To verify the accumulation of PPIX in macrophages on a cellular level, we performed single cell deconvolution using the state-of-the-art Robust Cell Type Decomposition (RCTD)46 and the GBMap reference dataset containing approximately ~1 million cells47. The inherent heterogeneity of PpIX accumulation in our specimens enabled us to compare cellular composition across areas of low and high PpIX accumulation (Fig. 5d). RCTD provided cell type likelihood scores for each spot which were spatially correlated to the expression of enzymes (in red) and metabolite intensities (in blue) (Fig. 5d and Supplementary Fig. 14a).
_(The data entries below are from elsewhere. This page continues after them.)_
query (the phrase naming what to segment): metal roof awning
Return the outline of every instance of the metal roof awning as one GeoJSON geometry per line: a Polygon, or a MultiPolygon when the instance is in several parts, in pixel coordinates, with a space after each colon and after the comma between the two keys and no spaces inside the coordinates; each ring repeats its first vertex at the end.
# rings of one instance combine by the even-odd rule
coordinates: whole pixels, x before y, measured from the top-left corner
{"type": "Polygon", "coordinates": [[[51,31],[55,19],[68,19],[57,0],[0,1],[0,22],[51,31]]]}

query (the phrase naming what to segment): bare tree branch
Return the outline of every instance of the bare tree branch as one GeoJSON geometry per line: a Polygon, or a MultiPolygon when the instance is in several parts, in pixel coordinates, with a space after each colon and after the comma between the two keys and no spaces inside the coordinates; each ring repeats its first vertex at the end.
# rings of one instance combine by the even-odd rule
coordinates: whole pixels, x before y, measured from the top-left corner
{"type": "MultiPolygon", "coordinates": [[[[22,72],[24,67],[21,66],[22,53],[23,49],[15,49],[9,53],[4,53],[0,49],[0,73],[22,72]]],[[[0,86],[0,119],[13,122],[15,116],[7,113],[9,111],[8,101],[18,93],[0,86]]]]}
Immunosuppressive tumor associated macrophages (TAM’s) and inflammatory microglia demonstrated the strongest correlation with PpIX intensities and HMBS expression (Fig. 5d) with astrocyte-like malignant cells also showing a lesser degree of PpIX accumulation and HMBS and FECH expression. By extracting the mass spectra (regions of interest (ROI)) from both high CD163 expressing and non-expressing control regions we confirmed that higher PpIX intensity was present in macrophage-enriched regions (padj=0.0032) (Supplementary Fig. 14c-d).
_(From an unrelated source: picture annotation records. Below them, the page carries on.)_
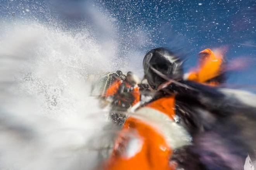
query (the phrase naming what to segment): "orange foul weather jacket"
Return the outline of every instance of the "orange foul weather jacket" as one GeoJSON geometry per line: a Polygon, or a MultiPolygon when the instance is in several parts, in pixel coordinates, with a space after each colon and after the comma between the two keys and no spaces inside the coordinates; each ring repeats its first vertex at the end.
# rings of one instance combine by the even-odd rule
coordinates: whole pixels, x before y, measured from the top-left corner
{"type": "Polygon", "coordinates": [[[223,71],[223,57],[220,53],[214,55],[209,48],[206,49],[199,53],[201,55],[197,68],[186,75],[185,79],[216,86],[219,83],[211,80],[221,74],[223,71]]]}
{"type": "MultiPolygon", "coordinates": [[[[218,76],[222,58],[211,50],[200,53],[209,56],[203,58],[197,72],[189,79],[205,83],[218,76]]],[[[170,161],[173,151],[190,144],[192,139],[185,129],[174,121],[175,96],[156,100],[129,117],[119,132],[106,170],[175,170],[170,161]]]]}
{"type": "MultiPolygon", "coordinates": [[[[132,87],[128,83],[122,80],[117,80],[114,82],[107,89],[105,94],[105,97],[113,96],[117,94],[117,97],[118,97],[118,89],[120,85],[122,83],[125,83],[125,87],[130,89],[132,87]]],[[[132,101],[128,101],[131,102],[131,106],[133,106],[140,101],[140,91],[138,86],[136,85],[133,87],[132,89],[129,92],[133,97],[132,101]]],[[[119,102],[121,102],[123,100],[125,100],[126,99],[120,99],[119,102]]],[[[119,103],[120,104],[121,103],[119,103]]]]}

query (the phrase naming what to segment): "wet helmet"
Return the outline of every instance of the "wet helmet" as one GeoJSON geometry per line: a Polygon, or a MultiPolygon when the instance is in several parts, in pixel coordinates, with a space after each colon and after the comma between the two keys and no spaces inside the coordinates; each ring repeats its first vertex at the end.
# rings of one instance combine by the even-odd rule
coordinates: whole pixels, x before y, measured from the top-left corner
{"type": "Polygon", "coordinates": [[[123,75],[123,72],[120,70],[118,70],[116,72],[116,73],[120,76],[123,75]]]}
{"type": "Polygon", "coordinates": [[[149,86],[157,89],[162,83],[170,79],[182,78],[182,61],[174,53],[164,48],[150,50],[143,59],[145,78],[149,86]]]}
To further validate our findings on an external, publicly available dataset, we utilized bulk RNA-seq obtained from PpIX positive cells separated with fluorescence-activated cell sorting (FACS) (Fig. 5e)48. Cell type deconvolution from bulk data by Multi-subject Single-cell Deconvolution (MuSiC)49 and the GBMap dataset, demonstrated enrichment of myeloid and oligodendroglial lineages amongst PpIX positive cells. Focusing on the analysis of RNA-seq data from the tumor infiltration zone (Fig. 5f and Supplementary Fig. 14.d-e) is particularly valuable since it contains both malignant and non-malignant cells (Fig. 5f and Supplementary Fig. 14.d-e). Notably, malignant cells represented only 5% of the PpIX-positive cells isolated from infiltration zone tissue which was predominantly composed of tumor associated macrophages and oligodendroglial cells (Fig. 5f). The cellular composition of the PpIX-positive fraction was further investigated by inferred copy number alterations demonstrating the lack of the characteristic gain of chromosome 7 and loss of chromosome 10 in PpIX-positive cells (Supplementary Fig. 14f-g and Supplementary Fig. 15). In conclusion, IHC, spatially resolved metabolomics and transcriptomics, and PpIX enriched RNA-seq suggest that PPIX is synthesized and accumulates predominantly within myeloid cells.